Simple, Well-Defined Behavior: By keeping the merge strategy simple (“latest wins” based on dependency order), we provide a clear, predictable behavior that developers can reason about and work with.
Rather than trying to solve this with technical means, we provide a simple, well-defined merge behavior and let developers handle coordination through good design and documentation.

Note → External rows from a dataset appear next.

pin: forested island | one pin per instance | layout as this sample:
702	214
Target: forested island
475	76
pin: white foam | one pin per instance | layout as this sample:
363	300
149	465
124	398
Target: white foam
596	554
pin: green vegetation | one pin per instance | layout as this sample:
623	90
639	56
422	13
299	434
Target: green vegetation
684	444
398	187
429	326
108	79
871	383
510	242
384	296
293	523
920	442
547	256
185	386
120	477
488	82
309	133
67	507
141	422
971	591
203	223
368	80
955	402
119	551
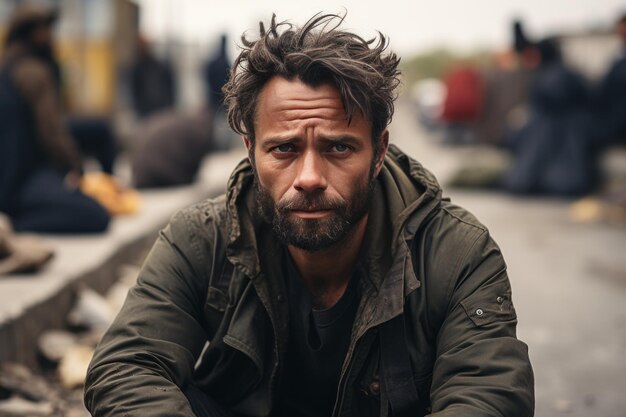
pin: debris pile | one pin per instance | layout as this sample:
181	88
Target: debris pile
56	389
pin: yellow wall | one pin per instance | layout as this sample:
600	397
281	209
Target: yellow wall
89	74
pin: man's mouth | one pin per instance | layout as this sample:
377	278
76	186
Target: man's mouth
311	213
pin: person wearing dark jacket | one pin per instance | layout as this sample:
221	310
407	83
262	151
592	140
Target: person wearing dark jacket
611	96
39	163
332	278
555	151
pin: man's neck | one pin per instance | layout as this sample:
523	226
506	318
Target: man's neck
326	273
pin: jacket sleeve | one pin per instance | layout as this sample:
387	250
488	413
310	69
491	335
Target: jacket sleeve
481	368
150	350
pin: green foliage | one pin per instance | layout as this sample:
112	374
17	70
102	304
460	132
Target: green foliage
435	63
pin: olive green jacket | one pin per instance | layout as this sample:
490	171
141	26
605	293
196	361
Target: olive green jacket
215	275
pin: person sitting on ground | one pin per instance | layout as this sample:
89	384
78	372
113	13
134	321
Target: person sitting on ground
40	168
554	152
332	278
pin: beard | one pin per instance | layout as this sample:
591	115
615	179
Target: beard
315	234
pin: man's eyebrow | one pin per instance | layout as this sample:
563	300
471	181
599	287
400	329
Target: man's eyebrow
278	140
341	139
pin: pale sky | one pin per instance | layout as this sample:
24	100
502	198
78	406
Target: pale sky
412	25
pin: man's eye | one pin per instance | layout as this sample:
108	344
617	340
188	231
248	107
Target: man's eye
340	147
283	148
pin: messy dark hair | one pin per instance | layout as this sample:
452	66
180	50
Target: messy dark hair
316	53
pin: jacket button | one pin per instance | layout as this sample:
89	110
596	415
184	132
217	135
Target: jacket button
375	388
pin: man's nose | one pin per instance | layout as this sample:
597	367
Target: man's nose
311	176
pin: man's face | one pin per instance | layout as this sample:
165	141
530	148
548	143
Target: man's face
314	172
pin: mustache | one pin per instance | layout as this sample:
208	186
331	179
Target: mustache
303	202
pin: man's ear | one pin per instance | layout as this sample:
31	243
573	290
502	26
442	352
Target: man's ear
250	147
247	142
383	144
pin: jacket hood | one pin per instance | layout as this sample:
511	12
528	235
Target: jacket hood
405	193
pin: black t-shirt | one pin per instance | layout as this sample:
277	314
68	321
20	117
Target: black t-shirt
318	343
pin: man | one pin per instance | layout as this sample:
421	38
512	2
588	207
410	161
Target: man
611	108
39	163
331	279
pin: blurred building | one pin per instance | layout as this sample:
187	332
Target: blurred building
95	40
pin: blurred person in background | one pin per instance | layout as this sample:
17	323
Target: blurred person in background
463	104
215	75
507	87
152	82
332	278
554	152
216	72
611	109
40	166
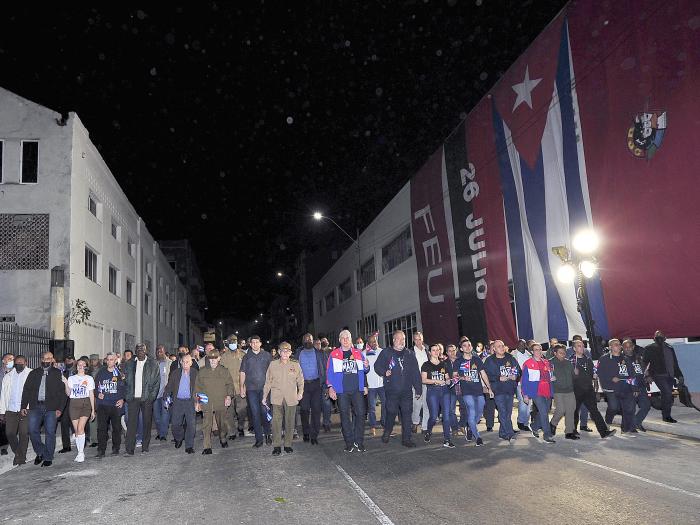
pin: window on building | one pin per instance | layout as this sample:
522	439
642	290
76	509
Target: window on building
368	328
116	231
30	161
130	292
397	251
91	264
330	300
113	280
344	290
367	274
407	323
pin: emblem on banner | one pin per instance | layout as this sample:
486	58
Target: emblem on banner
645	135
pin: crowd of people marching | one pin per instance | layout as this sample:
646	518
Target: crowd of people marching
243	390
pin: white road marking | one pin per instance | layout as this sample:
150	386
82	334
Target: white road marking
371	505
634	476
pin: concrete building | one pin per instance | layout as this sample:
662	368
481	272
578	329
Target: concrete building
390	276
62	209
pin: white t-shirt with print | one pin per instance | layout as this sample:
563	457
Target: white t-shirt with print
80	386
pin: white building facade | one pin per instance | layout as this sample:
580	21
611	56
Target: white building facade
61	207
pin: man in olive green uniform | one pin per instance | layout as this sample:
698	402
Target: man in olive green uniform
231	359
215	382
284	382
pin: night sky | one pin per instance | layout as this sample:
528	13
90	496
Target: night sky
229	125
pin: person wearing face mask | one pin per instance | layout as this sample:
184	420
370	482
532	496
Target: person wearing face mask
314	371
43	398
239	406
214	383
15	425
662	364
7	366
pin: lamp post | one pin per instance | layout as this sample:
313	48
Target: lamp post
356	241
580	264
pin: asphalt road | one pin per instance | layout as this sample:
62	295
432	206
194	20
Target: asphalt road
645	479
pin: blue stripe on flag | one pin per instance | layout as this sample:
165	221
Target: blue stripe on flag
536	210
515	235
574	194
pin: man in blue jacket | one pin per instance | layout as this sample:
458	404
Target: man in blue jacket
346	382
313	368
399	368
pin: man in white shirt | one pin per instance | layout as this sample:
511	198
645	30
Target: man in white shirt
16	425
421	353
375	384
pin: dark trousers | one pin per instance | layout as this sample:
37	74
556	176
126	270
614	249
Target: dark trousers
504	403
489	411
311	404
37	416
106	416
17	425
352	417
665	384
399	402
136	407
260	423
182	421
587	398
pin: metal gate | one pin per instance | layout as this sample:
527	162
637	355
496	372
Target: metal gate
30	342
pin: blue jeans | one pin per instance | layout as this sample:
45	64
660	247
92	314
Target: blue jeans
504	404
475	407
439	398
644	406
37	416
260	423
372	396
542	421
327	407
523	408
161	417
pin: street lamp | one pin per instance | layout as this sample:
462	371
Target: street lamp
356	241
580	264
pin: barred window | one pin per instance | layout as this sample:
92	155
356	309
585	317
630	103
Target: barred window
24	241
397	251
344	290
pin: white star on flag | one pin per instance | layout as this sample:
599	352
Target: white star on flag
524	89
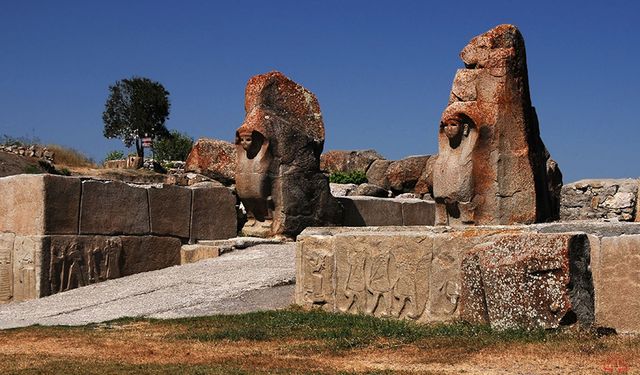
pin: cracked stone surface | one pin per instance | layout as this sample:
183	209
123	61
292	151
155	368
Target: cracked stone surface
258	278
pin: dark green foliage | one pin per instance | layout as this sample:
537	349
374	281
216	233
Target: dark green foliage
352	177
114	155
136	108
176	146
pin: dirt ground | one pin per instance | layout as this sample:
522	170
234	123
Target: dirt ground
141	343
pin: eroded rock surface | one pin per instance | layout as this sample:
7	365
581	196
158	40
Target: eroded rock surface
492	165
278	146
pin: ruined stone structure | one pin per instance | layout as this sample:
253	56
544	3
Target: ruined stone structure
492	167
535	276
59	233
278	176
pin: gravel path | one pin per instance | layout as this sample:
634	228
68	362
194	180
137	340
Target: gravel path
257	278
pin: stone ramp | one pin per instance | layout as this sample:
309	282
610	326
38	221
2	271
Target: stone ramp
258	278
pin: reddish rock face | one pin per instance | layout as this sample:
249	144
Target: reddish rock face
213	158
278	157
492	164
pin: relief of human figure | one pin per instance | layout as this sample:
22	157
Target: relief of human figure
379	281
317	267
355	284
405	290
253	183
453	183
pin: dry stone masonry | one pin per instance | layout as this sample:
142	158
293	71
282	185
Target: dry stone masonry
59	233
492	166
278	175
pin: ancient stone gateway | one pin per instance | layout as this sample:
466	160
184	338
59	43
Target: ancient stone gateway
278	176
492	167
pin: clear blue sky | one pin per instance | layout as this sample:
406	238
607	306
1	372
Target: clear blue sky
382	70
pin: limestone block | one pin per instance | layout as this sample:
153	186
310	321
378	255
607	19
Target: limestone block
618	283
148	253
213	213
27	267
170	210
197	252
113	207
418	212
6	266
370	211
528	281
39	204
315	272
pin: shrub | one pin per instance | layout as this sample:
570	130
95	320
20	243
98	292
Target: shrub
114	155
352	177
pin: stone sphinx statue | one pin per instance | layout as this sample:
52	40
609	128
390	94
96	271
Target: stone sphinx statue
278	177
492	164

Contexts are not designed for transferring large datasets between tasks. Instead:
- Use contexts to pass small, essential metadata and control information
- For large data transfers, store the data externally (files, databases, object storage) and pass references
- Keep context payloads small to maintain efficient serialization and database operations
Example of good practice:
// Instead of storing large data in context:
{
"image_data": "base64_encoded_10mb_image...",
"document_content": "very_long_text..."
}
// Store externally and reference:
{
"image_uri": "s3://bucket/images/123.jpg",
"document_id": "doc_456"
}
This approach:
- Keeps context operations fast and efficient
- Reduces memory pressure
- Maintains good database performance
- Allows for better error handling of large data transfers
The Context system provides a simple but powerful way to share data between tasks. By understanding the merge behavior and keeping contexts focused on essential metadata, you can build reliable and efficient workflows. Remember: contexts are for coordination, not for data storage - keep them small and focused.